EU predicts Brexit costs for UK

The European Council has circulated draft guidelines for negotiations on the EU’s future relationship with the UK after Brexit.

Here are a few key quotes from the document.

Text from guidelines saying: Being outside the customs union and the single market will inevitably lead to frictions. Divergence in external tariffs and internal rules as well as absence of common institutions and a shared legal system, necessitates checks and controls to uphold the integrity of the EU single market as well as of the UK market. This unfortunately will have negative economic consequences.

The European Council (which in this case represents the other 27 member states) says it wants the EU to have as close as possible a relationship with the UK in the future.

But this document doesn’t mince words. It says the EU27 have to take into account the “repeatedly stated positions of the UK, which limit the depth of such a future partnership”.

So there will be frictions, says this document, and negative economic consequences.

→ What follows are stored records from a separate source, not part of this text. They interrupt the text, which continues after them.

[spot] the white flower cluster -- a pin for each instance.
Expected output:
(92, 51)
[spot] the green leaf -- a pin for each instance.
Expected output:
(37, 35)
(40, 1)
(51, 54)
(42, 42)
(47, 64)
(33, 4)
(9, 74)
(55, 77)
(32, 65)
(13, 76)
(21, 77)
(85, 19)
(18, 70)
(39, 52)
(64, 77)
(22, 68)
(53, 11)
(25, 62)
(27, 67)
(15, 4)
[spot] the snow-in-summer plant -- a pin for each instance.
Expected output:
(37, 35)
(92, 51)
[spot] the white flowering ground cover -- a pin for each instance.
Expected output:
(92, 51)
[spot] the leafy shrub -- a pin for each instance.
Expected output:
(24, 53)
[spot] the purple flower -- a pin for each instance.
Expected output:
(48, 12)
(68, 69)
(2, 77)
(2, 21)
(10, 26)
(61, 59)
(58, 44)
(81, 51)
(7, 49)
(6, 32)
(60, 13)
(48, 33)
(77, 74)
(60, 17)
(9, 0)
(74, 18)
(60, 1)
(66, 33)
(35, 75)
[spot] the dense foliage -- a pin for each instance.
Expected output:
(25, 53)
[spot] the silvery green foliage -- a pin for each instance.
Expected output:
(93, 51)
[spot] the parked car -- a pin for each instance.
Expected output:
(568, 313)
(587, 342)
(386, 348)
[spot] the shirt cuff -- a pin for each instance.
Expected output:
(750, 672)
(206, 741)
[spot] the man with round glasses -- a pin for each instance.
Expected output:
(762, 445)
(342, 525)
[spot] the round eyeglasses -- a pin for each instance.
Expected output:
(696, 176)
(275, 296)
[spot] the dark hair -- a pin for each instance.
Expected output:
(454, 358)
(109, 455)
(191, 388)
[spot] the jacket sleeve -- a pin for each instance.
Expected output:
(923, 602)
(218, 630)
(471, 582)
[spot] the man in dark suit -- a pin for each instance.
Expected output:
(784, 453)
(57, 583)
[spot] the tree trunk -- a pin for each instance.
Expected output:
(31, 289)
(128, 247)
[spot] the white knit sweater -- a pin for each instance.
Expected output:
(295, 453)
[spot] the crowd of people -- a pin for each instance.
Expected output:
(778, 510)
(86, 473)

As EU statements have emphasised throughout this process, the integrity of the single market comes first. That means you can’t pick the rules and regulations that you like and ignore the ones you don’t.

Negotiations on the future partnership have yet to begin, of course, but this is a sobering (although not unexpected) rebuff to many of the suggestions put forward by Prime Minister Theresa May in her Mansion House speech last week.

Text from guidelines saying: The European Council further reiterates that the Union will preserve its autonomy as regards its decision-making, which excludes participation of the United Kingdom as a third-country to EU Institutions, agencies or bodies. The role of the Court of Justice of the European Union will also be fully respected.

This is another way of saying what the EU has been saying for some time: you can’t be half in and half out.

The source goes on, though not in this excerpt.